“Here lie I at the chancel door,
Here lie I, because I’m poor.
The further in, the more you pay;
Here lie I, as warm as they.”
Word for word this is the same as the epitaph upon one “Bone Phillip,” at Kingsbridge, South Devon.
Many curious details survive the restoration of 1850 and the fire of 1901 that destroyed the roof and narrowly missed wrecking the entire church. Among them is the “Guard Chamber,” over the porch; the “Pope’s Chamber,” as it is here styled. In the stone stairs to it is a hollow space, perhaps made for the purpose of holding holy water, wherewith to exorcise demons. The parish stocks, retired from active service in the cause of law and order, are kept in this room, which, with its fireplace, is, or might easily be made, comfortable enough. Remains of the old wooden pulpit, inscribed “God Save Kinge James Fines,” have puzzled many. The wood-carver probably meant “Finis”; but that does not help us much to understand his further meaning; and we must leave it at that.
The “Account Book of Church Expenses,” from 1597 to 1706, still surviving, affords many an interesting glimpse into old days at Hartland; proving, among other things, how lonely was the situation and wild the life here. The church appears to have been fully armed against aggression, whether by sea or land; for we read how the churchwardens paid for “three bullett bagges for the churche musquettes”; and “Paid for lace to fasten the lyninge of the morians belonging to the churche corselettes, and for priming irons for the churche musquettes, iid.” Furthermore: “Paid for a hilt and handle and a scabert for a sworde, and for mendinge a dagger of the churche, iis.”
Roger Syncocke is down for one penny, “for mending a churche pike.” Altogether, this seems a cheap lot for these bloody-minded Hartlanders; but a further entry of six pounds ten shillings, “for arms,” seems to indicate that they were really dangerous people, best left alone. And that appears to have been the general healthy impression; for we do not read anywhere of battle, murder, and sudden death in these purlieus. “If you would have peace prepare for war,” was doubtless the axiom acted upon here; and the truth of it was duly proven.
HARTLAND QUAY.
Hartland Quay, half a mile down the road, is an example of the overweening confidence of man in his ability to battle successfully with the forces of nature. You see, as you come down the road over the down, a tumultuous ocean, no longer the Bristol Channel, sometimes dun-coloured with the outpourings of the Severn, and not, except under extreme provocation, to be stirred to great waves, but the Atlantic Ocean itself, dark blue with great crested waves rolling inshore, whether it be calm weather or boisterous. Only, in the last case, the always majestic sight becomes not a little terrifying here.

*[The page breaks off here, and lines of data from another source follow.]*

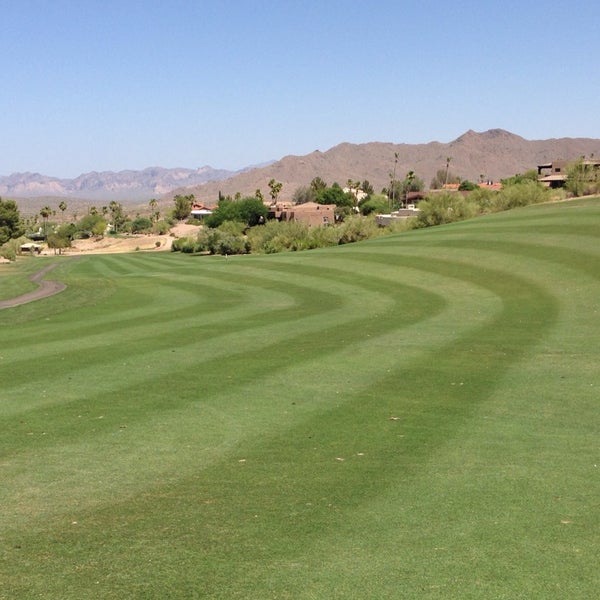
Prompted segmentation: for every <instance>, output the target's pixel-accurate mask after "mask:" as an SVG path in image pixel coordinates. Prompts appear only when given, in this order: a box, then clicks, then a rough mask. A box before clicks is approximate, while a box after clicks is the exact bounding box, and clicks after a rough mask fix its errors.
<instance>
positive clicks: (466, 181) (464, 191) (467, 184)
mask: <svg viewBox="0 0 600 600" xmlns="http://www.w3.org/2000/svg"><path fill="white" fill-rule="evenodd" d="M478 187H479V186H478V185H477V184H476V183H473V182H472V181H469V180H468V179H463V180H462V181H461V182H460V185H459V186H458V191H459V192H472V191H473V190H476V189H477V188H478Z"/></svg>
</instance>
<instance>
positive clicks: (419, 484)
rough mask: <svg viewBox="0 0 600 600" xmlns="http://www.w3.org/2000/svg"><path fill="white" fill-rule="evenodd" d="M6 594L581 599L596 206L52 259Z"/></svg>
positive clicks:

Where the down curves to the sea and the road dips steeply, in a hairpin corner, a rugged point, all bristling with black, jagged rocks, runs out, and in between them is a little flat space—the Quay. On one side is an isolated conical hill, capped with a flagstaff, and on the other a formidable reef, black as ink, with the rock-strata tipped perpendicularly in some convulsion that attended the world’s birth. Between these extremes lies the opening for the entrance of small craft, and a sorry haven it must be for any distressed mariner in severe weather. The place is lonely, save for the “Hartland Quay Hotel” and a few coastguard cottages; and the stone pier built out to sea, by which it was proposed to make Hartland Quay in some small way a harbour, has been battered utterly out of existence by the waves. Watching the enormous walls of water, curving and advancing with an imperious unhasting grandeur, you do not wonder that anything less solid than the living rock should go down before them.
The breaking rollers fill the scene with briny particles that hang in air like frost and taste salt on the lips, and the wind blows strong and invigorating from its journey of thousands of miles across the open sea.